# Finding a Trend Line with Least Squares

Suppose we have a bunch of data points in $$\mathbf{y}$$. We create a design matrix, $$X$$ which consists of the pattern that we want to match. The first column will be all $$1$$'s because that's the constant term. The second column will be the numbers $$1$$ through $$N$$ for the linear term. If we wanted a quadratic term, we could include an $$x^2$$ sequence as a third column or for a cubic term a $$x^3$$ sequence as a fourth column.
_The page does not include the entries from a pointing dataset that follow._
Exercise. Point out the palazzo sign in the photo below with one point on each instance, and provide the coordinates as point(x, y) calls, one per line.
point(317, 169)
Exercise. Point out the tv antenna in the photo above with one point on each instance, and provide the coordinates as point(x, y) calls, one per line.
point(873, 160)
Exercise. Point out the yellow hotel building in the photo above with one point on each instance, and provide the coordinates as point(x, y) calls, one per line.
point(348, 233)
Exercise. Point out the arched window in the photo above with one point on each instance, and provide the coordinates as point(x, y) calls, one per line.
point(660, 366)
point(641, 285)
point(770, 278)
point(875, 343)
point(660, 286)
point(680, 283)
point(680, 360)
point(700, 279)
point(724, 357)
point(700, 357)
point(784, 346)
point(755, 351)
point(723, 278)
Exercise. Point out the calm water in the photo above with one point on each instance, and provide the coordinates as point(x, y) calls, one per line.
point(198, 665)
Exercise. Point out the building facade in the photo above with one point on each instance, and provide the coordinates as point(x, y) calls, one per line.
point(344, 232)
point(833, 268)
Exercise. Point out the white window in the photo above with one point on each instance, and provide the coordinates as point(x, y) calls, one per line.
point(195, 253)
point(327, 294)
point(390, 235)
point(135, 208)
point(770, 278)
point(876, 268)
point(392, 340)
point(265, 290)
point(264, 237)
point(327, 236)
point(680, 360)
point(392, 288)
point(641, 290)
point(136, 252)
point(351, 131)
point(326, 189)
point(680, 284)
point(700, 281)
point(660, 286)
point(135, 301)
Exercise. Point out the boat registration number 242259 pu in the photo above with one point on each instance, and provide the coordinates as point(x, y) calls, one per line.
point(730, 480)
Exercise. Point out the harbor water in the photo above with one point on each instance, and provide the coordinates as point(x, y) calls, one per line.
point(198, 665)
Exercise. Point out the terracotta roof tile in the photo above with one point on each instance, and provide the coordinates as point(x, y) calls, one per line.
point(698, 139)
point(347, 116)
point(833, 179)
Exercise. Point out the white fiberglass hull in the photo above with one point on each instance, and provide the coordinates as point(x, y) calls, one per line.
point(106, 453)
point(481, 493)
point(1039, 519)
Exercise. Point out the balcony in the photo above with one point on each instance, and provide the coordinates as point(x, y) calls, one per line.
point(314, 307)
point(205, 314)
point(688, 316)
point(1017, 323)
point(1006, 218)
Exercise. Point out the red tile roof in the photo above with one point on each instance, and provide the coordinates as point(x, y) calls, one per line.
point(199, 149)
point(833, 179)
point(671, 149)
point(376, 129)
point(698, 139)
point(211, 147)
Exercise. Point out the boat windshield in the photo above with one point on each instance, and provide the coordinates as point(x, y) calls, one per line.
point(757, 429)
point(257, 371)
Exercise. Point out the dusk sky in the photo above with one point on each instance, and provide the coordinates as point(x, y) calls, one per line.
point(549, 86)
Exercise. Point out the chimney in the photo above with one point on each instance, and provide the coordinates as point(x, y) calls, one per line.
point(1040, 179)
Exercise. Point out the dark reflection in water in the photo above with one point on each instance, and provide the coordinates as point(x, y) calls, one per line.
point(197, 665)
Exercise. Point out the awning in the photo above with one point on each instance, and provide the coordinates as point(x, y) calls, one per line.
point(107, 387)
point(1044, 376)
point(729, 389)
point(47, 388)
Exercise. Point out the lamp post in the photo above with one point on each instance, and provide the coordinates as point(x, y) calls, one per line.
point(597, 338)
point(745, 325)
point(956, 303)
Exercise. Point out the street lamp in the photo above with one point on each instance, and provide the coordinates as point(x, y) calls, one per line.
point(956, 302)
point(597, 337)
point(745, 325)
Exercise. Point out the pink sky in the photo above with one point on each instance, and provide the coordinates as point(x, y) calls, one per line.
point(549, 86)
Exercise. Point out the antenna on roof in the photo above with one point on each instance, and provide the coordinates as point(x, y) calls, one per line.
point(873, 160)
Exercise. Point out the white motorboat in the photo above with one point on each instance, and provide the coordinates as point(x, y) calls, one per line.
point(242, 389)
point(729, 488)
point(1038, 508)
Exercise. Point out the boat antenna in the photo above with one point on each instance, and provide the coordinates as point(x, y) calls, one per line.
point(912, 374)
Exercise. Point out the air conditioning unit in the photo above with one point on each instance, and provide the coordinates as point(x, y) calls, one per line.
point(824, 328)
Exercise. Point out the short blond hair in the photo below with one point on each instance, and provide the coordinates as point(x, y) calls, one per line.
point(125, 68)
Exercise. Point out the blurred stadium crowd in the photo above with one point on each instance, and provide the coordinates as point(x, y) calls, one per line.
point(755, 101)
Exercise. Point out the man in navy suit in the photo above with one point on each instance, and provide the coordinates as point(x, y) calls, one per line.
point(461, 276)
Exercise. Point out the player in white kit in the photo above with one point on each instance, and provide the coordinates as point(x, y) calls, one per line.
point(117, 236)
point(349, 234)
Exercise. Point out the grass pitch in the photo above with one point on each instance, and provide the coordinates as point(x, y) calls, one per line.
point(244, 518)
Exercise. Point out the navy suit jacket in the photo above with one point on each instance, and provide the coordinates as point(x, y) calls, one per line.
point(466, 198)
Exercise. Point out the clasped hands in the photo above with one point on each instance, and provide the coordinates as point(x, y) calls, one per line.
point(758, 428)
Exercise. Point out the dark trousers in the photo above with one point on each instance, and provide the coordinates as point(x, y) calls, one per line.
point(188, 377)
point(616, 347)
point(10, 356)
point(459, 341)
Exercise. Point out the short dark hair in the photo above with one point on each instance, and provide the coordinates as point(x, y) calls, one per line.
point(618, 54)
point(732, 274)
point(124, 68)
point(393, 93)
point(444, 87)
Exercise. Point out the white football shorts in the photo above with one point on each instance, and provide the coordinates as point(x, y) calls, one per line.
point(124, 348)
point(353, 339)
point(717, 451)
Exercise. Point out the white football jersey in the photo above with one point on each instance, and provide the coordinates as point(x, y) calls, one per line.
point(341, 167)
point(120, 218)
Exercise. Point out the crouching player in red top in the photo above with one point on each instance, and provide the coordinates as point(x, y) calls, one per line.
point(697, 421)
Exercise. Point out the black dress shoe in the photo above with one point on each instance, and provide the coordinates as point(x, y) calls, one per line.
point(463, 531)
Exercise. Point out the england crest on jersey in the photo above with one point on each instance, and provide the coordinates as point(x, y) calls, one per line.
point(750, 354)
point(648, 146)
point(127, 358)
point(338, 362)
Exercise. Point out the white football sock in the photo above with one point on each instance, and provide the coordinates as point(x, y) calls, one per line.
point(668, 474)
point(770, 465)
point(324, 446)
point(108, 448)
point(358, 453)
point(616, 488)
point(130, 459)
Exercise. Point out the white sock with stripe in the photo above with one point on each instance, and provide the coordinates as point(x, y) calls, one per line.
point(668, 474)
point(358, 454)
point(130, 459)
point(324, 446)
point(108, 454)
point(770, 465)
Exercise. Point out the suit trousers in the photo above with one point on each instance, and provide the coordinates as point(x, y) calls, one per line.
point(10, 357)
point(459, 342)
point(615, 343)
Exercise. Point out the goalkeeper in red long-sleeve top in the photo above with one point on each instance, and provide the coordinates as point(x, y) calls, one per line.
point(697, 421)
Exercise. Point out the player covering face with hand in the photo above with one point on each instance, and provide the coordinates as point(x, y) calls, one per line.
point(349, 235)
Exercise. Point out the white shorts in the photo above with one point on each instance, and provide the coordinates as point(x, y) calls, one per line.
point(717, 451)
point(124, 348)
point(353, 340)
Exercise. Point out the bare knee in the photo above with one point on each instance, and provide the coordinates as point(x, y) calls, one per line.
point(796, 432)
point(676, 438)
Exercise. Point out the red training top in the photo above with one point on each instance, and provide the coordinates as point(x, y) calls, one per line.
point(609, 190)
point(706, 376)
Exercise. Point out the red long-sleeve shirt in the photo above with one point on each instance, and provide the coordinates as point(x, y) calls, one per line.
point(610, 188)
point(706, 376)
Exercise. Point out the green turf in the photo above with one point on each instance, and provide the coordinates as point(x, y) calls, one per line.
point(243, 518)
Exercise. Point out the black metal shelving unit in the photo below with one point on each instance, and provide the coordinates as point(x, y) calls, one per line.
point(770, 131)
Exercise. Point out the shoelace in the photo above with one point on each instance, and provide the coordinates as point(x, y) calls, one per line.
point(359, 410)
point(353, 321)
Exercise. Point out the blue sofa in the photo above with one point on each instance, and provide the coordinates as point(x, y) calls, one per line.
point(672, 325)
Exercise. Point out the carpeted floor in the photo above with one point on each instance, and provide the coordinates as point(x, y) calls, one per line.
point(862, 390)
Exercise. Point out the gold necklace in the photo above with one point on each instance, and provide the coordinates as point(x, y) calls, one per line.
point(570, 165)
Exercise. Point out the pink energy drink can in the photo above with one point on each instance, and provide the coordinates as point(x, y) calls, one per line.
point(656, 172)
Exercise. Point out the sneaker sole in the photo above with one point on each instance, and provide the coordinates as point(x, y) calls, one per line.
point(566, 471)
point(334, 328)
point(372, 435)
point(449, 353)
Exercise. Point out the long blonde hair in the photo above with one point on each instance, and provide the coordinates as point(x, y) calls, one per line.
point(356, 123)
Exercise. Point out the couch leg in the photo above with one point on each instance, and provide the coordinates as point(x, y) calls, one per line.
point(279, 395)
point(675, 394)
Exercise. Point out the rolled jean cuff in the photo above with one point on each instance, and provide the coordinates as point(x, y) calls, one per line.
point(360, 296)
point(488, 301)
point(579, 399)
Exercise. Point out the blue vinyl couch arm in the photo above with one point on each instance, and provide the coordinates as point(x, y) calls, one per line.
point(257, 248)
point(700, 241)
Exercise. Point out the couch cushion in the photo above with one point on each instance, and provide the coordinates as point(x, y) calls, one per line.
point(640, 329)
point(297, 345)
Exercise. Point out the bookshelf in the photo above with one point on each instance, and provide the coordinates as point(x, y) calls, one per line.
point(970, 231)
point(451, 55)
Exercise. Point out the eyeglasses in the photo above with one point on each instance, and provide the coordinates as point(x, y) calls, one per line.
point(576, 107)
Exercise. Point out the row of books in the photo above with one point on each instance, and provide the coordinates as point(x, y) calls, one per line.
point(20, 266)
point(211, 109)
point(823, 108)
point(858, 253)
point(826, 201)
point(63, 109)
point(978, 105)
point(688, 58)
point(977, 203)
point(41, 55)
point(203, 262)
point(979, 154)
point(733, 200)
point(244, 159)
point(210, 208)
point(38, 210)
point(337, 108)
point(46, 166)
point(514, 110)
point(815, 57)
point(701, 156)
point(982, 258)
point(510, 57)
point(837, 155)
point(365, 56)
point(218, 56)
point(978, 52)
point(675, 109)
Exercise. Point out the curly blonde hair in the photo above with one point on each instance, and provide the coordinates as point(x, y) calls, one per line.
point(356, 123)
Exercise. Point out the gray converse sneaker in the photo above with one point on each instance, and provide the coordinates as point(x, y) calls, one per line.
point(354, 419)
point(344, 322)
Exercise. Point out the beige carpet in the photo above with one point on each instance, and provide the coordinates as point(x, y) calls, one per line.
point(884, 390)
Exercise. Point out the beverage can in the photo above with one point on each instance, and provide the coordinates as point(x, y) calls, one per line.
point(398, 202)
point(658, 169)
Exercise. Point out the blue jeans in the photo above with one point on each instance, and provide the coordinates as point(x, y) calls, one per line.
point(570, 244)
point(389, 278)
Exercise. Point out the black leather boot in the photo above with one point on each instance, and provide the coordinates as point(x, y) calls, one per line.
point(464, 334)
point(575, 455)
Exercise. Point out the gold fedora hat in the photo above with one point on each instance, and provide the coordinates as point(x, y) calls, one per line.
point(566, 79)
$X = \begin{bmatrix}1 & 1 \\ 1 & 2 \\ 1 & 3 \\ \vdots & \vdots \\ 1 & N \end{bmatrix}$

To determine the trendline, we need to solve the equation,

$X \mathbf{b} = \mathbf{y} \,.$

Assuming $$X$$ is non-invertible,

\begin{aligned} X^\top X \mathbf{b} &= X^\top \mathbf{y} \\ (X^\top X)^{-1} (X^\top X) \mathbf{b} &= (X^\top X)^{-1} X^\top \mathbf{y} \\ \mathbb{1}\cdot\mathbf{b} &= (X^\top X)^{-1} X^\top \mathbf{y} \\ \mathbf{b} &= (X^\top X)^{-1} X^\top \mathbf{y} \\ \end{aligned}
using Plots

y = [10.0, 7.0, 4.0, 3.0, 3.0, 4.0, 2.0, 1.0, 2.0, 0.0]
X = [ ones(10) 1:10 ]

b = inv(X'*X)*X'*y

scatter(y)
plot!(X * b, lw=3)